First of all, variants. Similar to the object/record case there are a few options for defining variant codecs, but most commonly they will be defined with variantMatch
provided by Data.Codec.Argonaut.Variant
:
import Prelude
import Data.Codec.Argonaut as CA
import Data.Codec.Argonaut.Variant as CAV
import Data.Either (Either(..))
import Data.Variant as V
type SomeValue = V.Variant
( str ∷ String
, int ∷ Int
, neither ∷ Unit
)
codec ∷ CA.JsonCodec SomeValue
codec = CAV.variantMatch
{ str: Right CA.string
, int: Right CA.int
, neither: Left unit
}
The fields in the record passed to CAV.variantMatch
correspond with the variant constructors. Each one accepts an Either
carrying either a codec or a static value - Right
with a codec for when there's a value that needs encoding for the constructor, Left
with a static value for nullary constructors.
The variant codec is a little opinionated since there's no exactly corresponding JSON structure for sums. The encoding looks something like:
{ "tag": <constructorName>, "value": <value> }
value
will be omitted for nullary / Left
-defined constructors. At the moment it is not possible to customise the encoding for variant types, so they may not be suitable if you are not in control of the serialization format.
The library provides a Data.Codec.Argonaut.Common
module with codecs for Maybe
, Either
, Tuple
, and so on. These codecs are somewhat opinionated, so only suitable for cases when you are in control of the serialization format.
There is also a Data.Codec.Argonaut.Compat
module provided for codecs that need to preserve compatibility with the encoding using by purescript-argonaut-codecs
. These codecs have some issues, like the inability to accurately encode nested Maybe
s, so if possible, Common
should be preferred.
If you have a codec for a newtype
with a Newtype
instance, you can use the wrapIso
function from purescript-profunctor
to adapt a codec to work with the newtype
. For example:
import Data.Codec.Argonaut.Common as CA
import Data.Codec.Argonaut.Record as CAR
import Data.Newtype (class Newtype)
import Data.Profunctor (wrapIso)
type PersonRec = { "Name" ∷ String, age ∷ Int, "is active" ∷ Boolean }
newtype Person = Person PersonRec
derive instance newtypePerson ∷ Newtype Person _
codec ∷ CA.JsonCodec Person
codec =
wrapIso Person
(CAR.object "Person"
{ "Name": CA.string
, age: CA.int
, "is active": CA.boolean
})
If you have a type with a pair of functions like the preview
and review
that make up a prism (preview :: a -> Maybe b
, review :: b -> a
), you can use these to adapt an existing codec to further refine it.

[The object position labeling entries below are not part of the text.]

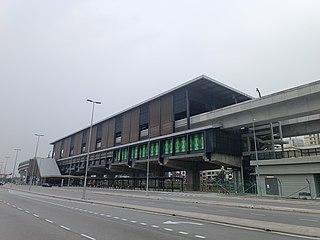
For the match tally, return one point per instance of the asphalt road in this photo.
(127, 197)
(30, 216)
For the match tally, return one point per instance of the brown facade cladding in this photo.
(104, 135)
(57, 148)
(77, 143)
(125, 135)
(112, 125)
(166, 114)
(134, 129)
(93, 138)
(66, 147)
(154, 118)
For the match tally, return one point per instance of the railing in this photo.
(287, 154)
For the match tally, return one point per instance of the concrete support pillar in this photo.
(193, 180)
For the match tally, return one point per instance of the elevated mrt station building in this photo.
(203, 125)
(162, 131)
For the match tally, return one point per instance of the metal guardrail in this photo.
(287, 154)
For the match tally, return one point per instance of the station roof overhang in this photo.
(201, 84)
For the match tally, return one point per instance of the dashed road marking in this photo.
(308, 220)
(64, 227)
(86, 236)
(199, 236)
(257, 214)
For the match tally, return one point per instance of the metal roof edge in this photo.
(158, 96)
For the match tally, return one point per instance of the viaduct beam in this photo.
(289, 104)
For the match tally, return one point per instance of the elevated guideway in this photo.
(292, 106)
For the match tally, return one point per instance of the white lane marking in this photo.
(49, 221)
(298, 236)
(193, 223)
(64, 227)
(257, 214)
(199, 236)
(168, 229)
(86, 236)
(308, 220)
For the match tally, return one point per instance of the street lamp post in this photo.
(5, 167)
(35, 160)
(88, 151)
(14, 166)
(148, 168)
(257, 159)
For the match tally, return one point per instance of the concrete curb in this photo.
(218, 203)
(254, 224)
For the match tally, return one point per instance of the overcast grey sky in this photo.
(56, 54)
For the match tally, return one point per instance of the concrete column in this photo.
(193, 180)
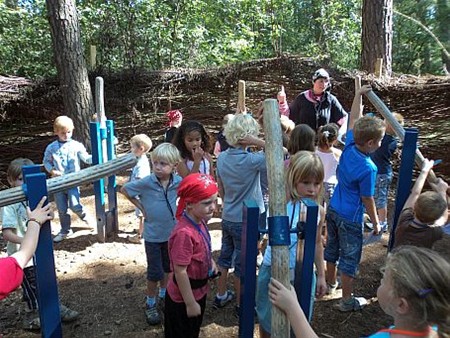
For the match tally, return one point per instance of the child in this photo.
(304, 180)
(62, 157)
(329, 154)
(382, 159)
(221, 143)
(157, 200)
(175, 118)
(415, 291)
(420, 222)
(238, 175)
(192, 141)
(354, 191)
(11, 268)
(14, 228)
(140, 145)
(190, 257)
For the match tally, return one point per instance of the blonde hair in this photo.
(240, 126)
(142, 140)
(63, 123)
(15, 168)
(166, 152)
(304, 165)
(429, 207)
(422, 277)
(368, 128)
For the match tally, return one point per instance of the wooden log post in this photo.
(398, 128)
(278, 221)
(62, 183)
(241, 109)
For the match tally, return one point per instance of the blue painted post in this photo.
(112, 219)
(249, 251)
(99, 186)
(404, 177)
(305, 268)
(47, 288)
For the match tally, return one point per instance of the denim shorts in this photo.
(157, 260)
(344, 243)
(230, 252)
(382, 190)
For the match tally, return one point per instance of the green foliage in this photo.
(157, 34)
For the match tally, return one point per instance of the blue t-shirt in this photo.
(382, 156)
(356, 178)
(239, 172)
(159, 204)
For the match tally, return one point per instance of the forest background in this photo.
(160, 34)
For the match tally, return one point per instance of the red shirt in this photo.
(11, 276)
(187, 247)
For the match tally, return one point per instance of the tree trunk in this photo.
(71, 65)
(376, 38)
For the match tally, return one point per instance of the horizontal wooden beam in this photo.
(62, 183)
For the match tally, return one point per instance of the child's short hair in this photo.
(421, 276)
(142, 140)
(429, 207)
(303, 137)
(327, 134)
(63, 123)
(304, 165)
(368, 128)
(287, 125)
(15, 168)
(240, 126)
(166, 152)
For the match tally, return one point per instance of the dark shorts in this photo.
(230, 252)
(344, 243)
(157, 260)
(382, 190)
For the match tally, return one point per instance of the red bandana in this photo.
(174, 117)
(195, 188)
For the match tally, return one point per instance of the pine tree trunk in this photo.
(376, 38)
(71, 65)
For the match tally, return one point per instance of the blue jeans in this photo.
(230, 252)
(344, 243)
(65, 200)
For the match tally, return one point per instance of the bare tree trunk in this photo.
(71, 65)
(376, 38)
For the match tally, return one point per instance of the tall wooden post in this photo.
(279, 237)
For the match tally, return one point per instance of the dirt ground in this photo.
(105, 282)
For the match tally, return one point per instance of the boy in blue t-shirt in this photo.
(157, 200)
(354, 193)
(382, 159)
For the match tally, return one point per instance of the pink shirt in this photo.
(187, 247)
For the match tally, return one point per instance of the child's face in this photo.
(202, 210)
(309, 188)
(193, 140)
(15, 182)
(162, 169)
(64, 134)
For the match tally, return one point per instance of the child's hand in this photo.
(281, 96)
(193, 310)
(197, 154)
(41, 214)
(280, 296)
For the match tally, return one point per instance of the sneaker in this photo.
(68, 315)
(136, 239)
(152, 315)
(60, 237)
(352, 304)
(220, 303)
(32, 321)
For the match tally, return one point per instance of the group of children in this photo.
(178, 244)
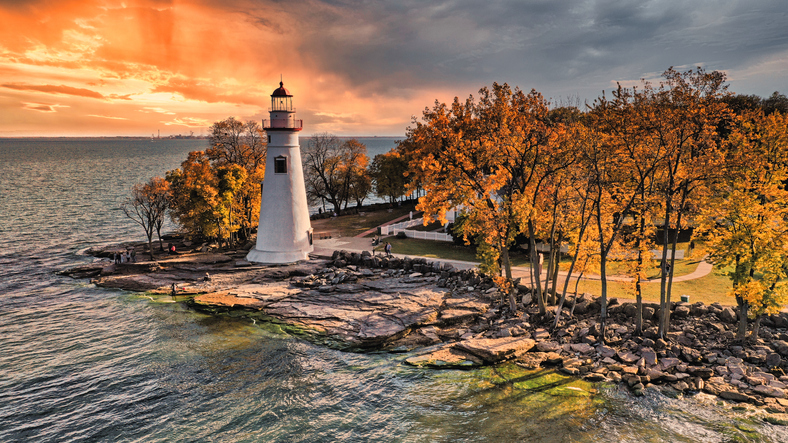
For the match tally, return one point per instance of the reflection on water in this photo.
(80, 363)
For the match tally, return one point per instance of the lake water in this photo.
(81, 363)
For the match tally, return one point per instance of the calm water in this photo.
(80, 363)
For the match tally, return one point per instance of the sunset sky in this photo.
(83, 67)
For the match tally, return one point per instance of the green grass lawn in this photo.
(352, 225)
(429, 249)
(709, 289)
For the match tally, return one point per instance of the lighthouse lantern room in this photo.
(284, 234)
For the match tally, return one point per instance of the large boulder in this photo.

For example, to adapt the CA.string
codec to only work for NonEmptyString
s:
import Data.Codec.Argonaut as CA
import Data.String.NonEmpty (NonEmptyString)
import Data.String.NonEmpty as NES
codec ∷ CA.JsonCodec NonEmptyString
codec = CA.prismaticCodec "NonEmptyString" NES.fromString NES.toString CA.string
See the documentation for another example of how CA.prismaticCodec
might be used. The main downside to CA.prismaticCodec
is the error reporting for the Nothing
case might not be good as it otherwise could be, since UnexpectedValue
is the only information we have at that point.
Module documentation is published on Pursuit.